Migrate like people: a lucky phrase, plucked from the air, yet oh so true. Migrants, emigrants, immigrants: displaced people, we wander the physical world, each with our own set of cultural baggage. Dissatisfied people: we have left one place to travel to another and are unhappy in both. And remember, there are regional migrants, workplace migrants, weather migrants … wanderers all, they have no time to put down roots, to settle into a code of culture.

Ut populi, poesis / as people, so poetry: fragmented poetry, poetry linked to the intensely personal, poetry that reaches out to friend and family but does not extend to a universal code of language, culture, or being … in our current world, how could it?

We few, we happy few, we band of siblings, we cultured poets … we are the forgotten voices of the ivory tower, of an ivy-league academia. We have become immersed in the past, in our own navel-gazing, in the never-never land of things that probably never were and definitely will never again be.

Sitting at our computers, at our desks, at our kitchen tables, we will never connect with the rhythms of the street, of the soup kitchen, of poverty, of bag-ladies, of old men sitting outside the supermarket, their Tim Hortons cups in their hands, hoping for, begging for money.
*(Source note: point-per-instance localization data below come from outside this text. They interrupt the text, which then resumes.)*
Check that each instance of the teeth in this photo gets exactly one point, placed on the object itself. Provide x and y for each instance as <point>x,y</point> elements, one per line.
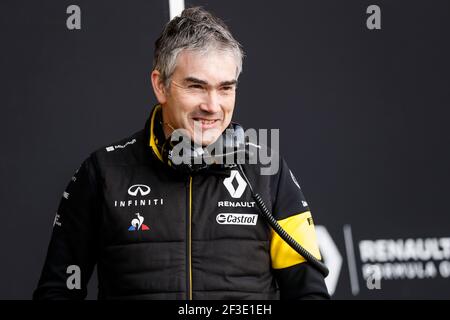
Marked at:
<point>206,121</point>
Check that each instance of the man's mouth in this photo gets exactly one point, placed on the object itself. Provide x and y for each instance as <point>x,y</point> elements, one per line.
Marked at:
<point>205,123</point>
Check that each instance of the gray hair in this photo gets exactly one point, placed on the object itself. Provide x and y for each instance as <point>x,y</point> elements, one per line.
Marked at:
<point>195,29</point>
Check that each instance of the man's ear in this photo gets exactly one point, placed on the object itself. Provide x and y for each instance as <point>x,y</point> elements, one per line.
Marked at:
<point>158,87</point>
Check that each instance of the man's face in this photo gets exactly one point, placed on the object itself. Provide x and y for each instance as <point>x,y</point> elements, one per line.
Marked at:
<point>201,95</point>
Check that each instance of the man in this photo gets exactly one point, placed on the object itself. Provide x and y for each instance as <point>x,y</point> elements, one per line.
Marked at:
<point>156,232</point>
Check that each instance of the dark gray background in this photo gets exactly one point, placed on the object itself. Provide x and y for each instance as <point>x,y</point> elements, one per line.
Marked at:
<point>362,114</point>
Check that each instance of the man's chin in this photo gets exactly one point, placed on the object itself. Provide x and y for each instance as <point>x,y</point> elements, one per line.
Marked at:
<point>206,138</point>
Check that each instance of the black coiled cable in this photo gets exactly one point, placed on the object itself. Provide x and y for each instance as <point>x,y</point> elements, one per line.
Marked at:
<point>319,265</point>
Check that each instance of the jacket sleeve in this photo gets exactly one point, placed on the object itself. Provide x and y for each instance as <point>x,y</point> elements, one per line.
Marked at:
<point>296,278</point>
<point>72,251</point>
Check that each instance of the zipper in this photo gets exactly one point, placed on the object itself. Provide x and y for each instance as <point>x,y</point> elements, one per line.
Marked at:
<point>189,242</point>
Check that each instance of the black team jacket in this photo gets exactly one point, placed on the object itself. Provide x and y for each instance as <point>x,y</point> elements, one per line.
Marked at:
<point>157,234</point>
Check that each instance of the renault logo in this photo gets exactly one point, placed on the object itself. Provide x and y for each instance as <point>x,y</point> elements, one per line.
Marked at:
<point>138,188</point>
<point>241,184</point>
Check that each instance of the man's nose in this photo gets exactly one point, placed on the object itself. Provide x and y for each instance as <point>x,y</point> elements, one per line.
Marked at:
<point>211,103</point>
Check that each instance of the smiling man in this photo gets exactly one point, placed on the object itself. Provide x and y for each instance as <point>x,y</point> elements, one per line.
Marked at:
<point>156,230</point>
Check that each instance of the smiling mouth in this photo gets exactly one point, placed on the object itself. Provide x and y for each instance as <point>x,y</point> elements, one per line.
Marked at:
<point>205,121</point>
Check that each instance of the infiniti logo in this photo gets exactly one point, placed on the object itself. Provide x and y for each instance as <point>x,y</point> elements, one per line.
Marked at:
<point>138,188</point>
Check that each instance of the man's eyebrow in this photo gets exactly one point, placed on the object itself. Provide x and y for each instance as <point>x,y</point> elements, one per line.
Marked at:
<point>199,81</point>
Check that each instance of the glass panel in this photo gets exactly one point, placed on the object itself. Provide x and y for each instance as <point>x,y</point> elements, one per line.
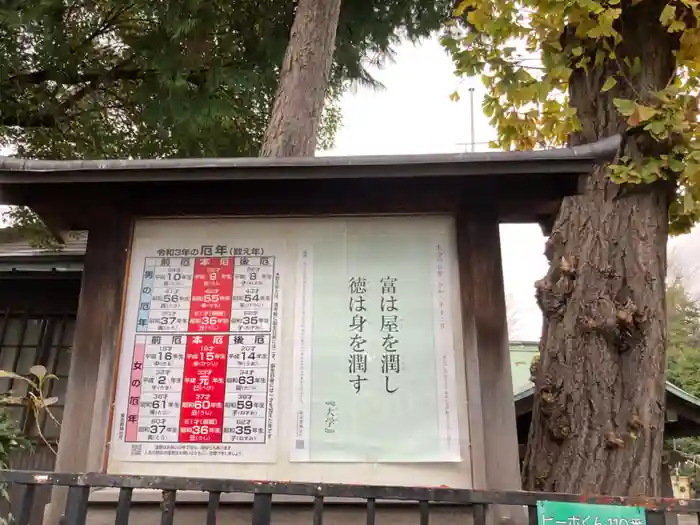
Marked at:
<point>50,428</point>
<point>7,357</point>
<point>63,364</point>
<point>27,359</point>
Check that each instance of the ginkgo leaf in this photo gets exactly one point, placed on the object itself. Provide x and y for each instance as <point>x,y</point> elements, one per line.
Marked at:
<point>610,83</point>
<point>38,371</point>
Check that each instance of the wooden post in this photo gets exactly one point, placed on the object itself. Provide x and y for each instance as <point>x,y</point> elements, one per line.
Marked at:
<point>491,408</point>
<point>95,347</point>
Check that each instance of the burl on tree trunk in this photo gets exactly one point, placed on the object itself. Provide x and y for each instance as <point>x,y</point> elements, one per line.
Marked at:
<point>597,424</point>
<point>296,113</point>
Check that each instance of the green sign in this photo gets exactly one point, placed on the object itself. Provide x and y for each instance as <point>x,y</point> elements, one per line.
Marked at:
<point>560,513</point>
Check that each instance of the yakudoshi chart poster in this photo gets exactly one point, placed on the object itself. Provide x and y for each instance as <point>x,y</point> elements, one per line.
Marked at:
<point>197,374</point>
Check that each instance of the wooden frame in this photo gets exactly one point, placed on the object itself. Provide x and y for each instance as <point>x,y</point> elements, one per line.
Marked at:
<point>479,190</point>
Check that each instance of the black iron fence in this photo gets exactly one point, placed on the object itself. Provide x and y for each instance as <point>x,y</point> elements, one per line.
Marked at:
<point>79,487</point>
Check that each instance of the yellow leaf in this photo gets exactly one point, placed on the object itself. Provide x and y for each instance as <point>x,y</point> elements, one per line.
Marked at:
<point>688,203</point>
<point>459,10</point>
<point>668,14</point>
<point>646,113</point>
<point>676,26</point>
<point>609,84</point>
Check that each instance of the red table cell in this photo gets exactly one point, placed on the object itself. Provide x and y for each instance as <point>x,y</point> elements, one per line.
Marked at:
<point>212,288</point>
<point>203,389</point>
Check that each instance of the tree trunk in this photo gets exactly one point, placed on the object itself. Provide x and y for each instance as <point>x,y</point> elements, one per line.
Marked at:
<point>296,113</point>
<point>597,424</point>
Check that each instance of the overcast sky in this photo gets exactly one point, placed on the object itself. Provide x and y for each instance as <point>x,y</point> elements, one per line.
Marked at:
<point>414,114</point>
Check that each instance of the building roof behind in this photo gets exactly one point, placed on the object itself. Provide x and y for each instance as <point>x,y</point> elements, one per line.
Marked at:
<point>21,255</point>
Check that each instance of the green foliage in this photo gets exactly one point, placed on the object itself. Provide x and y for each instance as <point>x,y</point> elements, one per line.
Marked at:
<point>683,365</point>
<point>152,79</point>
<point>144,79</point>
<point>527,51</point>
<point>12,439</point>
<point>683,348</point>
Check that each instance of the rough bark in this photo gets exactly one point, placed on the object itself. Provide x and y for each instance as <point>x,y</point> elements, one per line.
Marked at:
<point>296,113</point>
<point>598,418</point>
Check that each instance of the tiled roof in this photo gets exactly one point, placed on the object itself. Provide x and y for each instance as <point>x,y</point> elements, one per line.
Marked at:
<point>76,243</point>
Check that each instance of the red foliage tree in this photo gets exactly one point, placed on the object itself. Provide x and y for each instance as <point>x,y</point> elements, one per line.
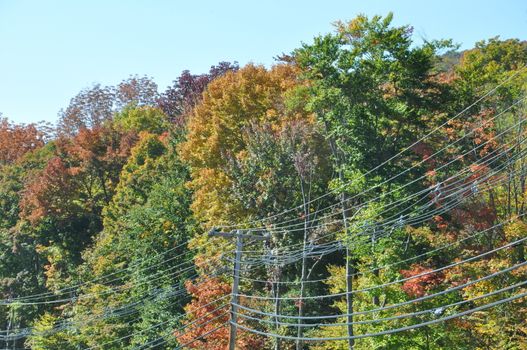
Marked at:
<point>17,140</point>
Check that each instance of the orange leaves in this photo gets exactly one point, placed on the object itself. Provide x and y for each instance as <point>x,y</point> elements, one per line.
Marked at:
<point>17,140</point>
<point>419,286</point>
<point>50,193</point>
<point>204,315</point>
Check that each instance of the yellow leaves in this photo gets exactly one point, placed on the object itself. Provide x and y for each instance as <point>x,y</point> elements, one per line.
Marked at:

Migrants we may be, but migrating from where, to where, and why? Is my migration similar to your migration? I very much doubt it. Yet, in one way or another, each of us is a migrant. And all migrants pack their own bags carrying with them their memories, their myths, and all too often their native language.

You want poetry? Get out among the gente perduta, the lost people, the garbage cans, the back alleys, the panhandlers. Mix with the migrants. Stand for an hour at the traffic lights with your hand held out to stopped cars whose drivers roll up the windows, lock all the doors, hold their noses, and look the other way.

The nymphs and shepherds of our inner cities wear garbage bags to keep out the rain. They panhandle. They sleep at night in cardboard castles. They lodge in shop doorways. They sleep, poor shepherds and shepherdesses, on park benches. They shoot themselves full of dope with shared, blunt needles. They smoke dope. Drink alcohol from shared bottles. They fight so as not to share that one remaining bottle that they call their own.

Poetry is the voice of the deprived, of the indigenous, of the migrant, of the once-rich toppled from their jobs and left to drown in the gutter. Poetry is the voice of the left out, the abandoned, the depressed, the oppressed. It is the rust of the rust belt, the grind of locked gears, the language of muddled, mixed-up fears.

Poetry uses the same devices as it always did. As it always will. Like water, it flows. It seeks its own levels. It wears away stone. It rises to drown us. It carries our verbal arks, our cultural arks, our Noah’s arks, and it bears us, each and every one of us, into our dreams, out of our dreams, into our realities, into the worlds it creates for us, into the dreams it allows us to dream, into the realities of our everyday nightmares.

Poetry is the rediscovery of ourselves, our voices, our language. Poetry is what gives meaning to our lives, all of our lives. It is what makes us, even now, sit up, and listen, and learn, and live.